Risk-Based Payments: Challenges of Transitioning From Fee-for-Service

Multispecialty medical groups and integrated delivery systems expect fee-for-service payments to decline 24% in the next 2 years, according to results of a survey from the American Medical Group Association.

Multispecialty medical groups and integrated delivery systems expect fee-for-service payments to decline 24% in the next 2 years, according to results of a survey from the American Medical Group Association (AMGA).
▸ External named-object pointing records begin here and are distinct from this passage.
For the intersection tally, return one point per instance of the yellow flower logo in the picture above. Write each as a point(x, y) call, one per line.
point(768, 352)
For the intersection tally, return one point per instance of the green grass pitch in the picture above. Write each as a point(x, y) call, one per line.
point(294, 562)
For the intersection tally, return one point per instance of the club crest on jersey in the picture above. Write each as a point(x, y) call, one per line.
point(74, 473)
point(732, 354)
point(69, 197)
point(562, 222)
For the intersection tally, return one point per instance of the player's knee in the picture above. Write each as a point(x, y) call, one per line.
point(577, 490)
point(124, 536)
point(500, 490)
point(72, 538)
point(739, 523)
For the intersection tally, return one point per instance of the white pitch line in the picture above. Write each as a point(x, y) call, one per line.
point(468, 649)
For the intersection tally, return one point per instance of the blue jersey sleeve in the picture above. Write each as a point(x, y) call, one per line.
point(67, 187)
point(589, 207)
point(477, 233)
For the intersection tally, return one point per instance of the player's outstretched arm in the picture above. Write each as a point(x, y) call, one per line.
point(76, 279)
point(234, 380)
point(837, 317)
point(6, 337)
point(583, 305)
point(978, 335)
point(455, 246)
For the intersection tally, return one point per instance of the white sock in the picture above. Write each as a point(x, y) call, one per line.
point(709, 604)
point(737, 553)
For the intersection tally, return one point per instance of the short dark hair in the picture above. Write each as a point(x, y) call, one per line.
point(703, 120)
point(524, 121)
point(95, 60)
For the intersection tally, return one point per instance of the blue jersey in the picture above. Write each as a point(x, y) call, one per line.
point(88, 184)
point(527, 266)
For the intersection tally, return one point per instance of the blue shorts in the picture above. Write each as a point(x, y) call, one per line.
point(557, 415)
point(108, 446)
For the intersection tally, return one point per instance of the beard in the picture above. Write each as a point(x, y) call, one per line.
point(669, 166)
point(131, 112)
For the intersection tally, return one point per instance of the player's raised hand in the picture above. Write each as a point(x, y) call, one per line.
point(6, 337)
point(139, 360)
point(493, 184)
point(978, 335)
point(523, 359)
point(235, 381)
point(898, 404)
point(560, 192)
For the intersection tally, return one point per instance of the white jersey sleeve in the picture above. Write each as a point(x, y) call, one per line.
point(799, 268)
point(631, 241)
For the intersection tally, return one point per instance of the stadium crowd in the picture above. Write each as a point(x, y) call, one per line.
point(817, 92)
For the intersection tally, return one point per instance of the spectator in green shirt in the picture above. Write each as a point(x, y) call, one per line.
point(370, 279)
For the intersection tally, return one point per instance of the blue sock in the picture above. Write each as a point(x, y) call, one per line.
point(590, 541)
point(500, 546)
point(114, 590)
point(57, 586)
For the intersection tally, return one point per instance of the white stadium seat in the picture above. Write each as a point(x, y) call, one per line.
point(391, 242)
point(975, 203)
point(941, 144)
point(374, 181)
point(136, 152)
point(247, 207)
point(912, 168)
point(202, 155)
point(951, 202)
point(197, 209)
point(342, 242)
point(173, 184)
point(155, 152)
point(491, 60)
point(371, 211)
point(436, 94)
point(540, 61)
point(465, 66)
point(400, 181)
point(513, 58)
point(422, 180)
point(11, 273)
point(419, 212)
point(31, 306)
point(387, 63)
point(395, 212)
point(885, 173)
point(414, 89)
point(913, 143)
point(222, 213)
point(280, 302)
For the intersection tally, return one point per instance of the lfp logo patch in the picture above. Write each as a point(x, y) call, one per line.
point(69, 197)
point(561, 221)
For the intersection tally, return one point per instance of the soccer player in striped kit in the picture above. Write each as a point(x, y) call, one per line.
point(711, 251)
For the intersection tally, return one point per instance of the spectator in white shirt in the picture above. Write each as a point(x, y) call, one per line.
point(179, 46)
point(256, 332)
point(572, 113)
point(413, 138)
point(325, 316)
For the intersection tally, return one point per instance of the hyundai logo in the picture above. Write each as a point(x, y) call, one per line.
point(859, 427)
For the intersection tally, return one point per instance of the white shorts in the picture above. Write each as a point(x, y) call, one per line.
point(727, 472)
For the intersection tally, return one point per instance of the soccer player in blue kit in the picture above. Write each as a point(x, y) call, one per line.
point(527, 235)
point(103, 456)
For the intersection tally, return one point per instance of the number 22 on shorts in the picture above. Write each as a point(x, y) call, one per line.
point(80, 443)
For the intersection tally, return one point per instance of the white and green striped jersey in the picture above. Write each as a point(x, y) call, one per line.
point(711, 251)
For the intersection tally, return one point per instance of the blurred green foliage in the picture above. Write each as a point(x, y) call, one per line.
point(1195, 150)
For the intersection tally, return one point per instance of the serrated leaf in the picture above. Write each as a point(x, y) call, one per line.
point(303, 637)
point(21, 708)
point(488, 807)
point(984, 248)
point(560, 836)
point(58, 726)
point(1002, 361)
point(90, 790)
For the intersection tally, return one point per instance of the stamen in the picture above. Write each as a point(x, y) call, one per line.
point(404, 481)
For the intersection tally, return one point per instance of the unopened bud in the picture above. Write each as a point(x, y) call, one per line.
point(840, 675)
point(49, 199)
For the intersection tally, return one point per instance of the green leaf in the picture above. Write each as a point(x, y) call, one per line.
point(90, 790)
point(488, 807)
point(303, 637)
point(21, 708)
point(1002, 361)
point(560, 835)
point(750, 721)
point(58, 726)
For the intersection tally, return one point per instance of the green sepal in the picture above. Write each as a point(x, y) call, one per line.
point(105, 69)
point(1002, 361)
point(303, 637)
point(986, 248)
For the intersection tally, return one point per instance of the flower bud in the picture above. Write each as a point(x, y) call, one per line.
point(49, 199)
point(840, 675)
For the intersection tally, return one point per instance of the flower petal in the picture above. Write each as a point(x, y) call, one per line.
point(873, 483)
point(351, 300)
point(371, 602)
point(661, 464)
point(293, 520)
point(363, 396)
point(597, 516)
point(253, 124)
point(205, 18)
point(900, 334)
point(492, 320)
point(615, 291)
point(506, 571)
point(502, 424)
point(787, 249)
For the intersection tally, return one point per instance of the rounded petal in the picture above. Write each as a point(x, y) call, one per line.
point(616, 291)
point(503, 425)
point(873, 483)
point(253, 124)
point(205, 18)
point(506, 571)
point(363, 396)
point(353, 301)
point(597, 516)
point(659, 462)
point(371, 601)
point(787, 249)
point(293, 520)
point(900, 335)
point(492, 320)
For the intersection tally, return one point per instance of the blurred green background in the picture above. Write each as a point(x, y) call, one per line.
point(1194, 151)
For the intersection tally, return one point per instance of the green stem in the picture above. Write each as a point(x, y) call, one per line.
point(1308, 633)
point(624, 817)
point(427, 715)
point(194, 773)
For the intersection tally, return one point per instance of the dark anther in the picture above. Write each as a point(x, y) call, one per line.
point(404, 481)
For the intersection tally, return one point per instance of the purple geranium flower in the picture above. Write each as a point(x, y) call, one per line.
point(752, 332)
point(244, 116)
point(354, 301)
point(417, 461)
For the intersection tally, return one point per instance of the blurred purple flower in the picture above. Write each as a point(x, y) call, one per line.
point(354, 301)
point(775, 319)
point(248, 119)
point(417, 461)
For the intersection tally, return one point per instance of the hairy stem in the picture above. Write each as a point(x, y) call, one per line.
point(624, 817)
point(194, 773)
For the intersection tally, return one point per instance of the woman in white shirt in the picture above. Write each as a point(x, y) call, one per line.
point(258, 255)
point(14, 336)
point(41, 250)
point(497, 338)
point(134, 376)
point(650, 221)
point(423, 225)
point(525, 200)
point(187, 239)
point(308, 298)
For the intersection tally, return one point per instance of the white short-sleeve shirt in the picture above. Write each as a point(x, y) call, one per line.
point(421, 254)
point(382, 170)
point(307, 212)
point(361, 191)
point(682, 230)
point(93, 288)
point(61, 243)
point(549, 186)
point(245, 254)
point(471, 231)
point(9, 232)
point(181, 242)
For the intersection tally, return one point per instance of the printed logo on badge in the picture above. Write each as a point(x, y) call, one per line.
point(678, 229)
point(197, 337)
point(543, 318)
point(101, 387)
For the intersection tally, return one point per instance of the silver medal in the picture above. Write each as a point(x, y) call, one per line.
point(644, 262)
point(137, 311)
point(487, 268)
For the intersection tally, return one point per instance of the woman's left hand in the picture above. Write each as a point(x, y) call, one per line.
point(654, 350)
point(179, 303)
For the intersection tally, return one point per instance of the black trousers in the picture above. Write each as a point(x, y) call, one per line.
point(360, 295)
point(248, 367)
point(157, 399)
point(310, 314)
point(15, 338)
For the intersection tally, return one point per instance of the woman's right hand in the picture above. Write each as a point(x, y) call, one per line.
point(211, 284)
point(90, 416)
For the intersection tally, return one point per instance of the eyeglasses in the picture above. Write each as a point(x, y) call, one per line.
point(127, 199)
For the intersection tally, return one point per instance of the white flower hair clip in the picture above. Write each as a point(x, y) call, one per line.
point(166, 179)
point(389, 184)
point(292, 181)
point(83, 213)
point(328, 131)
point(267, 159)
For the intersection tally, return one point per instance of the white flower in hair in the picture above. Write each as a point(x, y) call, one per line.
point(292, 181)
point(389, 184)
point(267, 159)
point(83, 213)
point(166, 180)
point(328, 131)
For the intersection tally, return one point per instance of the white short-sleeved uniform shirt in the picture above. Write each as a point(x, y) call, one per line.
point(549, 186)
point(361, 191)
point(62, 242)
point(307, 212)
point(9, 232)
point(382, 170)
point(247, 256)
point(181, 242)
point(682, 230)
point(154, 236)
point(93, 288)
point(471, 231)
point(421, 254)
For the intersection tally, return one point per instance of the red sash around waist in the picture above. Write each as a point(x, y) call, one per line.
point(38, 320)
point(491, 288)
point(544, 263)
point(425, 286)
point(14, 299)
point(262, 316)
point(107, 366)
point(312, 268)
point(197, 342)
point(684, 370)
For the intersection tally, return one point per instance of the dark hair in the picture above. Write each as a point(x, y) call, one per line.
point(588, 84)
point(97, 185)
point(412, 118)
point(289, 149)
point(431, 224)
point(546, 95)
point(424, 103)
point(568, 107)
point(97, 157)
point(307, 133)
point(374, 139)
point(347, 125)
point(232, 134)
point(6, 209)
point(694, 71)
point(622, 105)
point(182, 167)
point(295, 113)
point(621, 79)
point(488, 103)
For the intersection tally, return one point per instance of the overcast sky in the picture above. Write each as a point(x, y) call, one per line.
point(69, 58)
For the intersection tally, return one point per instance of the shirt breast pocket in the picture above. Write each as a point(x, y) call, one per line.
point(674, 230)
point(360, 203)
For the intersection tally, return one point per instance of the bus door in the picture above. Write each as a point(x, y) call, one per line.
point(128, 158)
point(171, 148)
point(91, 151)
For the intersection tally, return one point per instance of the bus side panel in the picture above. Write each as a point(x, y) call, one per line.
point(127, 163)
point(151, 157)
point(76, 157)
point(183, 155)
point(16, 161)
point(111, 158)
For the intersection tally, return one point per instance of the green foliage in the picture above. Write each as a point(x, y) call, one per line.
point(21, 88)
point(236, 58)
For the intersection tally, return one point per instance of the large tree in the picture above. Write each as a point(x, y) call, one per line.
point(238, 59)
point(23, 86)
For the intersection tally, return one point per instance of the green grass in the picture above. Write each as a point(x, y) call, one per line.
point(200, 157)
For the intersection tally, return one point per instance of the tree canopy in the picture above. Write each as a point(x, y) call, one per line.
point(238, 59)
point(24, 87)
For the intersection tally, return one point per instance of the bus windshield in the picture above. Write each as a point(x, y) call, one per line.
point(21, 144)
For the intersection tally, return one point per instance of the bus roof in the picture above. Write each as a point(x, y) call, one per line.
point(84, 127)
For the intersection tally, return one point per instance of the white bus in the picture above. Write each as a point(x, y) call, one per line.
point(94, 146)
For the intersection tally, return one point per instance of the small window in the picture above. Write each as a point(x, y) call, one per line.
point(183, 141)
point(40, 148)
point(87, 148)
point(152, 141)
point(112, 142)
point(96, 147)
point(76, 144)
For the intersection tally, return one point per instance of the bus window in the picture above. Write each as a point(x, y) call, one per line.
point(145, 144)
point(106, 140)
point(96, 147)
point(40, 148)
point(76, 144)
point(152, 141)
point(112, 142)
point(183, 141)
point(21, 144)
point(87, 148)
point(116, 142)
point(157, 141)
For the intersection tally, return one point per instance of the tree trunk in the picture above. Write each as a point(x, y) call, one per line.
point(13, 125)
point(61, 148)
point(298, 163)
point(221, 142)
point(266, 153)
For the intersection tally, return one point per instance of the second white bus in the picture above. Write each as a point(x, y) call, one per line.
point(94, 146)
The federal government is pushing more toward a value-based payment system with CMS’ announced timeline to tie 90% of Medicare payments to value by 2018 and the Medicare Access and CHIP Reauthorization Act. The AMGA survey sought to determine how healthcare financing is changing, current impediments to accepting risk, and the tools necessary for providers to take on risk.

“Our members understand the importance of transitioning to a value-based payment system, in fact many are already moving in that direction,” Chester A. Speed, JD, LLLM, vice president of public policy at AMGA, said in a statement. “This transition will be challenging and medical groups need policymakers and commercial insurers to partner with them to offer the tools they need to be successful in a new risk environment.”

From 2015 to 2017, respondents said they expect revenue from Medicare Advantage payments to increase 20%, from accountable care organization products to increase 36%, and from Medicaid managed care payments to increase 20%. At the same time, risk-based products in the commercial setting are expected to increase significantly.

However, currently, 22% of respondents said that no payer in their market is offering risk-based payment arrangements. In addition to the limited offering of risk products, respondents identified other impediments. Among commercial insurers there is a lack of access to full administrative claims data and a lack of transparency when it comes to cost and quality data. In the federal setting, there are operational difficulties in the ACO programs, ineffective attribution, and a lack of a standardized data submission and feedback process.

Overall, AMGA found that 58% of respondents say they need at least 3 years before they can accept downside risk.

“If policymakers want to successfully transform the current volume-based payment system to one based on value, they need to understand these impediments to risk-taking and offer the tools providers need to make this transition successful,” the authors of the report concluded. “If these issues are overlooked, the opportunity to reform the system for both the benefit of patients and programmatic efficiency may be lost.”